The Digbeth Street facade comprises Nos. 39 and 40 with an archway between them. The shop fronts here have 20th-century plate glass windows flanked by piers clad in 20th-century mosaic. At first floor level the original decoration survives with a round-headed arch at centre, its spandrels containing panels of deeply-cut foliage with profile heads. At either side are paired windows with aedicular surrounds. Old photographs show that there was formerly an oriel and shaped gable above the archway at second floor level, but these have been removed and replaced with a 20th-century second floor of brown brick with metal windows.

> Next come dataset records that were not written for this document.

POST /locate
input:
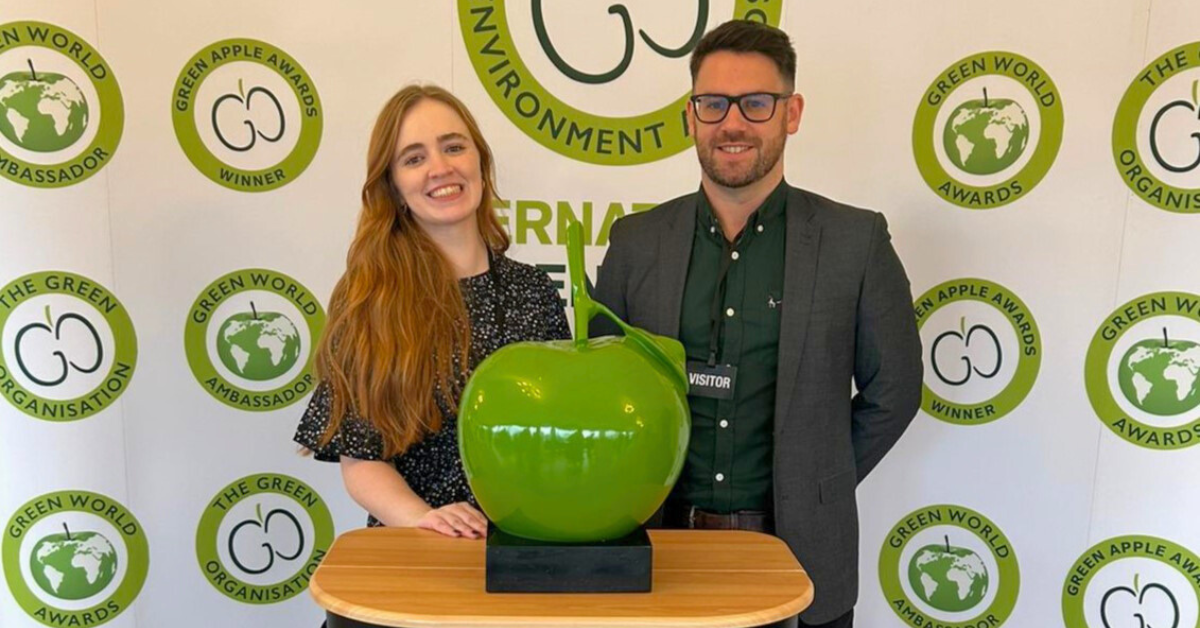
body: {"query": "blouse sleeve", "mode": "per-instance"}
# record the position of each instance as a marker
(355, 437)
(552, 311)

The Lower Hall Lane frontage has a three-storey portion to the left with cambered-heads to the first and second floor windows. To the right is a two-storey portion with a Mansard roof containing a series of large roof lights, appearing to be a 20th-century alteration. The windows to this right-hand portion have moulded and painted surrounds.

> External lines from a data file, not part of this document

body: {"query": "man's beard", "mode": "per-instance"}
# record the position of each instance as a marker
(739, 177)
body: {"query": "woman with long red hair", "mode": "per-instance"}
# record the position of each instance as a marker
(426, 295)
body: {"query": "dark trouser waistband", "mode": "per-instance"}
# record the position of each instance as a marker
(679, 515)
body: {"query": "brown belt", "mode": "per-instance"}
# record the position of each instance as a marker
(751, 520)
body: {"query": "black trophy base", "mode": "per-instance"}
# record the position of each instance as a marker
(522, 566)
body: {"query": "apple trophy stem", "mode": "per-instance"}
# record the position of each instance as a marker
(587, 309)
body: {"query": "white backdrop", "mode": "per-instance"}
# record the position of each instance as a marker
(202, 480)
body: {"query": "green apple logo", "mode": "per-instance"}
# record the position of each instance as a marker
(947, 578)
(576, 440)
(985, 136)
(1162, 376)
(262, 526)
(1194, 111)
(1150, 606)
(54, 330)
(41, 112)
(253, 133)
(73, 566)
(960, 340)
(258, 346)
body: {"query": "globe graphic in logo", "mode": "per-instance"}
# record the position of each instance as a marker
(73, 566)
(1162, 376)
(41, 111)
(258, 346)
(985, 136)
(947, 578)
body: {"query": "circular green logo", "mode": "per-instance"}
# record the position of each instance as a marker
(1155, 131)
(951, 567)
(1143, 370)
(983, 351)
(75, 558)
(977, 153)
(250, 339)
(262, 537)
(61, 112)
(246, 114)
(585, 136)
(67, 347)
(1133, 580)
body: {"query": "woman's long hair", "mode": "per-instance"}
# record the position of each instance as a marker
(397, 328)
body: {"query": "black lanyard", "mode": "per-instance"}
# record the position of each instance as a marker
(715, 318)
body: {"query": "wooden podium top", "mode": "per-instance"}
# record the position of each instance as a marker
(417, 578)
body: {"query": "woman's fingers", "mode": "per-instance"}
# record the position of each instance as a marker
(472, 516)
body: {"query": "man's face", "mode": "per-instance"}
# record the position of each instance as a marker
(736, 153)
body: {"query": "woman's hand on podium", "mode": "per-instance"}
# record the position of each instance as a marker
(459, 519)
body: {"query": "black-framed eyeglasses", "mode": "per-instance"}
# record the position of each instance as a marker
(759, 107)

Internally, the arcade has three arms forming an approximate T-shape. At the hub is an octagonal space carrying a glazed dome with coved sides and a flat boarded ceiling at its centre. To its south-east side is a generous segmental bow-window with stained glass inserts and pulvinated frieze, which lights the former assembly room. The arms entered from Digbeth Street and Bradford Street are both of two storeys and divided into bays by panelled pilasters extending to both floors and connecting to the cast iron roof trusses supporting the barrel-vaulted glass roof. At ground floor level the shop fronts are occasionally grouped in pairs so that the doors to two shops lead from a single lobby. In these cases the ground floor pilaster is replaced by a large moulded bracket projecting to support the first floor pilaster. The shop fronts have stall risers, moulded stall boards and plate glass windows with transom lights and fascias topped by a continuous cornice. At first floor level the paired office windows have painted moulded surrounds that are slightly shouldered, below which are aprons with shaped lower edges. Three of the shop fronts in the north-east arcade do not conform to this type and appear to have been remodelled in the 1960s. The arm extending south-east to connect with Lower Hall Lane is single-storey with a flat unglazed ceiling. The shop fronts here conform to the pattern seen elsewhere.

The arcade stands on the site of the medieval shambles, which had become a meat market and timber yard. It was redeveloped in 1895-7 by architect Jonathon Ellis as a shopping arcade with chambers and assembly room for Edward Thomas Holden, who also built a Temperance Hotel on the opposite side of Digbeth Street at the same time. The building was restored approximately ten years ago with repair of the glazed barrel-vaulted roof and some of the shop fronts. The building was formerly known as Digbeth Arcade but has recently been renamed Victorian Arcade.

The designation includes all premises at first and second floor level above Nos. 59, 61 and 66 Lower Hall Lane, 39 and 40 Digbeth Street and 2 to 9 Bradford Street, but excludes the premises at second floor level above Nos. 39 and 40 Digbeth Street and above the entrance archway between them.